Bluebird
Canadian author Graham has penned a detailed and powerful social journey steeped in Canadian history that weaves together two narratives separated by decades. In the first, the reader meets survivors of the Great War—damaged physically and/or emotionally—and all attempting to reestablish a life back in Canada. The other is a more contemporary tale concerning museum curator Cassis Simmons as she deals with her own hidden personal ghosts.
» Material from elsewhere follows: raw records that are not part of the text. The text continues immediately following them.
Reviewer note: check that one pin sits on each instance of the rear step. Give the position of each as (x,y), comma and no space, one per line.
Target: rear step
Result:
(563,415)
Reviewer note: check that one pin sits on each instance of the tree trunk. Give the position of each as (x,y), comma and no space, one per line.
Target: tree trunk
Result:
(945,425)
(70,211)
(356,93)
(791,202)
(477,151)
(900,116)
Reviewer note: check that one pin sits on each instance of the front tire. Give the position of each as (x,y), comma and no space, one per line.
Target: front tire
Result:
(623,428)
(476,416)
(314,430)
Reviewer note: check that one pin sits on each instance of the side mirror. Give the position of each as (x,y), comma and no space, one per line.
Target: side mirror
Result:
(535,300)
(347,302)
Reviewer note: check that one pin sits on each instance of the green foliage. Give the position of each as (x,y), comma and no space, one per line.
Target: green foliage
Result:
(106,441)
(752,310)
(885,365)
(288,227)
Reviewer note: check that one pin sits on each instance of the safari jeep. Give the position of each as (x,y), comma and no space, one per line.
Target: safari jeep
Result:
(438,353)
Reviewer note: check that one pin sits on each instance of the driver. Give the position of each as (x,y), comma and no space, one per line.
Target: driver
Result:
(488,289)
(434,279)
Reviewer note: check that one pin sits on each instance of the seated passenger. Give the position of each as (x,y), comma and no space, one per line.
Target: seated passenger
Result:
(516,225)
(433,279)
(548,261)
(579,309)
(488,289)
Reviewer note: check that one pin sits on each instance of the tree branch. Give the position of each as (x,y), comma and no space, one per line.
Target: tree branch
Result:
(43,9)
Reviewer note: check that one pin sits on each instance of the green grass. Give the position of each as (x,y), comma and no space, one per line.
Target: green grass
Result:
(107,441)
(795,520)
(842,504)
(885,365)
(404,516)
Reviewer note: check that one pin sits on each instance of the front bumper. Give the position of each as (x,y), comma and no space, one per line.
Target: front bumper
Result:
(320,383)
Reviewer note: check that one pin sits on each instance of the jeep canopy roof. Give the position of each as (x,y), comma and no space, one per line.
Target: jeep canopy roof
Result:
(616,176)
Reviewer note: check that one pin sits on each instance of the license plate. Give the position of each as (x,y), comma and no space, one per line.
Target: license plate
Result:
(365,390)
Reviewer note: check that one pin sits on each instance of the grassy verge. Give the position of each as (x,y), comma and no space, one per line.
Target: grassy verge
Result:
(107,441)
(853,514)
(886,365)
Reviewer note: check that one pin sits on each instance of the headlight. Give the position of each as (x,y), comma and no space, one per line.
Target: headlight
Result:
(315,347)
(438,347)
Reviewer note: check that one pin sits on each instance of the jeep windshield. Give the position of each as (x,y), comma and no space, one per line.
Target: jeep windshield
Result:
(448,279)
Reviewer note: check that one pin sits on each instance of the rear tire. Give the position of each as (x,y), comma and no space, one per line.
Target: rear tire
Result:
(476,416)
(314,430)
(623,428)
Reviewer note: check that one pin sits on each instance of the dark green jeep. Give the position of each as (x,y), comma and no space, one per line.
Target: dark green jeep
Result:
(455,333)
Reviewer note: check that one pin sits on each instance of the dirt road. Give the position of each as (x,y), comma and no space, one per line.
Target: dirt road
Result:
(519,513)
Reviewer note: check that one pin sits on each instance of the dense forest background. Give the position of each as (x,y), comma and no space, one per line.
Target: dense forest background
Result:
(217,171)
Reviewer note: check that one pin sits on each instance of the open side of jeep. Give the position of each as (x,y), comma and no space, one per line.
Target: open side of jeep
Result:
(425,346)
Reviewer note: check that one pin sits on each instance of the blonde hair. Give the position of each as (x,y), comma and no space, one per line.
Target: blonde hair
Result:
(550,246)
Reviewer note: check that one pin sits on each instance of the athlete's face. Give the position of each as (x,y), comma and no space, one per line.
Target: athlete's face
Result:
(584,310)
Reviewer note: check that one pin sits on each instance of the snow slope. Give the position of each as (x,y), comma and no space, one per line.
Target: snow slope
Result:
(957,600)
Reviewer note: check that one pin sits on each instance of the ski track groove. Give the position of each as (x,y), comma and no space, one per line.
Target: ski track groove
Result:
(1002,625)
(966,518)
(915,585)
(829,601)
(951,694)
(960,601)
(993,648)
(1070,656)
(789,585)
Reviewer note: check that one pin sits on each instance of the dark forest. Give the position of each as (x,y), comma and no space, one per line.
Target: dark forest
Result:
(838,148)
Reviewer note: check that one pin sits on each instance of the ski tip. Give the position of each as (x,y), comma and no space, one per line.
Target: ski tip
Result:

Two brothers (the Baileys) return home in 1919, not to a hero’s welcome and family happy at their survival, but struck with the reality that both parents have recently died of the Spanish flu. Finding life goals in a changing society proves challenging, and they slowly move into the illegal whisky business as a means of simple survival. Similarly, former nurse Adele Savard, who saw front-line action, also needs to adjust to a new life. Her own prospects take a sharp turn when she meets former soldier Jeremiah Bailey, whom she had treated in France near the end of the war.
Graham juxtaposes the past and present in two parallel narratives rather than a straight-forward chronological timeline. Therefore, the reader is often jolted over decades as the journey shifts. Nonetheless, the details describing basic life issues, interpersonal contacts, and societal norms, as well as the realities of the times, are graphically illustrated.
What do old whisky bottles hidden in a false wall, a long-forgotten, caved-in tunnel with its buried bones, and a family homestead renovation all have in common? Indeed, as the mysteries unravel and coalesce, it is possible that a buried liquor hoard and a decades-old murder may foreshadow a happier future for our two modern protagonists.